The First Day of Spring
"Just like it."

For a moment she was sure that they were back on the world again, in some momentarily unrecognized pasture, or perhaps on one of the sister worlds. Then, looking along the row of hills to where they dropped away into an extension of the plain, she saw that the horizon was a little too far, and that the light shimmered differently, somehow, than on her home. But it was such a little difference.

"Come on outside," Max Cramer said. "You'll be all right now."

She stood up and followed him. Elias was already at the airlock, moving unsteadily and a little blankly, also still partly under the influence of the narcotic.

The lock opened. Captain Bernard stepped out and went down the ladder to the ground. The others followed him. Within a few minutes the ship stood empty.

Trina breathed the open air of the planet and felt the warmth on her face and smelled the scent of grass and the elusive fragrance of alien flowers. She heard the song of some strange, infinitely sweet throated bird.

"It's—it's Earth," she whispered.

Voices, eager, calling voices, sang out in the distance. Then, little cars rolled toward them through the field, mowing down the grass, cutting themselves a path to the ship. People, men and women and children, were calling greetings.

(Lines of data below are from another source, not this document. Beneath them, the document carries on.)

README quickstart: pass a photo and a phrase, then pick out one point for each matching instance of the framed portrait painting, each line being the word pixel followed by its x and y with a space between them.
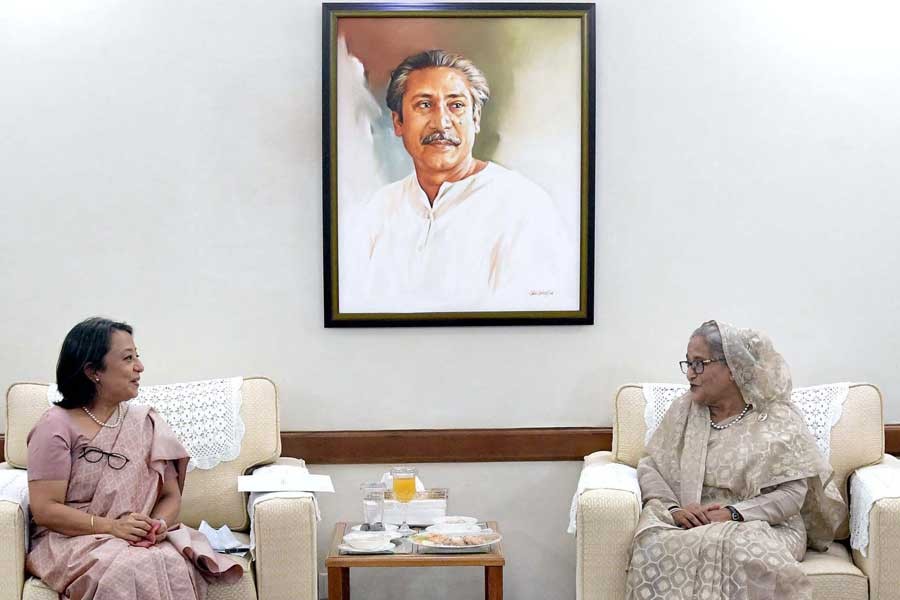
pixel 458 163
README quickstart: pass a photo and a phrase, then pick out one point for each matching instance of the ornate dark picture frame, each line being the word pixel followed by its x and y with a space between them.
pixel 508 239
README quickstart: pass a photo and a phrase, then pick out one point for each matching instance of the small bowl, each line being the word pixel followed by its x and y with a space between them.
pixel 368 540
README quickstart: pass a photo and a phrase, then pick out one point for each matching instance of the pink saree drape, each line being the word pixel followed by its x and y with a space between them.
pixel 104 567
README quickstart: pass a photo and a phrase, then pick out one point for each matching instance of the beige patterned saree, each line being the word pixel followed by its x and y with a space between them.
pixel 103 567
pixel 770 446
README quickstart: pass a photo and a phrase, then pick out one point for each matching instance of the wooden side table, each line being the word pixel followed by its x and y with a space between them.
pixel 339 564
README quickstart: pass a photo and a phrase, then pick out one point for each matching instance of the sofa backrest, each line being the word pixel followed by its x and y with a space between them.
pixel 209 494
pixel 857 439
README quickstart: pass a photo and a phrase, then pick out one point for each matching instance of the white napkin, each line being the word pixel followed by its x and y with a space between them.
pixel 285 466
pixel 613 476
pixel 14 488
pixel 222 539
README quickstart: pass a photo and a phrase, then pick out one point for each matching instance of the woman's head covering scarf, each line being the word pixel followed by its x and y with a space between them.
pixel 782 447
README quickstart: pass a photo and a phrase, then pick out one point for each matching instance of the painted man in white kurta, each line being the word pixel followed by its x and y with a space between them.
pixel 458 234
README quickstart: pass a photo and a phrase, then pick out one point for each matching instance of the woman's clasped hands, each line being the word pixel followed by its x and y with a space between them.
pixel 139 530
pixel 696 515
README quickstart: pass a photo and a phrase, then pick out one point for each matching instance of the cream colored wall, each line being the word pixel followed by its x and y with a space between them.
pixel 161 163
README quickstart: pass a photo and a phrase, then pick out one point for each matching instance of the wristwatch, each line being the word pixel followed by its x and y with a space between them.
pixel 735 515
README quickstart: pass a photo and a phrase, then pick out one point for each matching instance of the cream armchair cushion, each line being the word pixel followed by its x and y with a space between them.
pixel 285 564
pixel 606 519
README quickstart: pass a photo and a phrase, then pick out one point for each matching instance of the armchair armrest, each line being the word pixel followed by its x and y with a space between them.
pixel 606 520
pixel 883 551
pixel 285 530
pixel 285 553
pixel 13 526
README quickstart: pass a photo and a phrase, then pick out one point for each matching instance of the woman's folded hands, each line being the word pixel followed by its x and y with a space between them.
pixel 695 515
pixel 139 530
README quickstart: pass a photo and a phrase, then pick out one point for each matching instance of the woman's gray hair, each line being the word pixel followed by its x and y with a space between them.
pixel 481 93
pixel 709 331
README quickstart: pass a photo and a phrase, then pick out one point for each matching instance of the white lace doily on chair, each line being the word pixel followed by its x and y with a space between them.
pixel 820 405
pixel 205 415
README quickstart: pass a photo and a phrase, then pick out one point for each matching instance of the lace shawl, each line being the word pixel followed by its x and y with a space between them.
pixel 820 405
pixel 785 449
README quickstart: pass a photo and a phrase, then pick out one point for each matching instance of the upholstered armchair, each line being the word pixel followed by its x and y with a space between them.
pixel 284 566
pixel 606 518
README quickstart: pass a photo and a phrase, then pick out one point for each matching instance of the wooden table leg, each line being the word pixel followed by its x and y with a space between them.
pixel 493 583
pixel 338 583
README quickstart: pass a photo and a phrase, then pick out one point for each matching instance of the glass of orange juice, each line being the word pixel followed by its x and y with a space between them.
pixel 404 488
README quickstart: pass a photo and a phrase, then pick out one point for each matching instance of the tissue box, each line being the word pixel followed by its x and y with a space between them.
pixel 421 510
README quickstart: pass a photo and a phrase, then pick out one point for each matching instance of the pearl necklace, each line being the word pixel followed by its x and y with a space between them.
pixel 719 427
pixel 119 416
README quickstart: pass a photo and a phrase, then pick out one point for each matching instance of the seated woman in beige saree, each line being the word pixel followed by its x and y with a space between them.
pixel 105 481
pixel 734 487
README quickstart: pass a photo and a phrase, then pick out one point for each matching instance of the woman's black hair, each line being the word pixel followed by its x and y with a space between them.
pixel 85 346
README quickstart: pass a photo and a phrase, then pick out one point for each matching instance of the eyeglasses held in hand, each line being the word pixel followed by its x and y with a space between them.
pixel 697 365
pixel 113 459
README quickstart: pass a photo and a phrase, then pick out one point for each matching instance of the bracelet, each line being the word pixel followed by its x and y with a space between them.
pixel 735 515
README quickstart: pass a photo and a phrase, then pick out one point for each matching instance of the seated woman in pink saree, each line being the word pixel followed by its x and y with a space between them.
pixel 734 487
pixel 105 481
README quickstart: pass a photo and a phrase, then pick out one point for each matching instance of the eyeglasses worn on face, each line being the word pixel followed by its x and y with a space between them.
pixel 113 459
pixel 697 365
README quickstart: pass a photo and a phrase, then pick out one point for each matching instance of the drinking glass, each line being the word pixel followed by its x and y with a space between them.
pixel 373 506
pixel 404 487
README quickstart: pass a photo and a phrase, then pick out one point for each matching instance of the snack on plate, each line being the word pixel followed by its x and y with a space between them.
pixel 439 539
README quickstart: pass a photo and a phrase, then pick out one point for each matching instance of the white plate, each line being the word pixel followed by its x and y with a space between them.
pixel 421 540
pixel 455 520
pixel 387 527
pixel 386 549
pixel 448 528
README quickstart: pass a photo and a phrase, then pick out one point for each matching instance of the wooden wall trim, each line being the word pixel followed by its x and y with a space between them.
pixel 445 445
pixel 461 445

"This is where we landed before," Max said. "We told them we'd be back."

They were sunbronzed, country people, and except for their strange clothing they might have been from any of the worlds. Even their language was the same, though accented differently, with some of the old, unused words, like those in the legends.

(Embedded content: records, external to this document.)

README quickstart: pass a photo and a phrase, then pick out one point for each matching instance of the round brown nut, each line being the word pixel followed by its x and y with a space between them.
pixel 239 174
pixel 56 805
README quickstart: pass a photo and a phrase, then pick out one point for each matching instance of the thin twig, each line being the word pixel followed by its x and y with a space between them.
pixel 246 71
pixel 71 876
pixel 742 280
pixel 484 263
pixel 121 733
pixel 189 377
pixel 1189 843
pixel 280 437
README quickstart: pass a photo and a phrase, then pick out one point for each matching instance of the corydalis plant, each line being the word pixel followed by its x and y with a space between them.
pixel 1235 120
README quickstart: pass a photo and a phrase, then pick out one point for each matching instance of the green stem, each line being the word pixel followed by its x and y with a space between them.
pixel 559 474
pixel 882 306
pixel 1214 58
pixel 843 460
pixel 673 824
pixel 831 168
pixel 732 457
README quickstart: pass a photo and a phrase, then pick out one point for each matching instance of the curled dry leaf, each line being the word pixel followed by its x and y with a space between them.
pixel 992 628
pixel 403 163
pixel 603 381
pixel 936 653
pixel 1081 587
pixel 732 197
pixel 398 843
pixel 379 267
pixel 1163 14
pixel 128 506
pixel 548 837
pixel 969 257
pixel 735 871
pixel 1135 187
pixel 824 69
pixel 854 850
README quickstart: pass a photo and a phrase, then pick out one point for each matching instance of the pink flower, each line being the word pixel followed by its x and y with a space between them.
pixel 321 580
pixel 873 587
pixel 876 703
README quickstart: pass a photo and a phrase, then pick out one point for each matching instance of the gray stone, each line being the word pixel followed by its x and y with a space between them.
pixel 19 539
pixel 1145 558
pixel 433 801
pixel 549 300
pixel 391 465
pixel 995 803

"You've brought your people?" the tall man who stood in the forefront said to Captain Bernard.

"They're up there." Bernard pointed up at the sky, and the people looked up. Trina looked up too. One of the planet's moons was almost full overhead. But the world was invisible, shut off by the sky and the clouds and the light of the earthlike sun.

"They'd like some of you to come visit their world," Bernard said. "If any of you are willing."

The tall man nodded. "Everyone will want to go," he said. "Very few ships ever land here. Until you came, it had been years."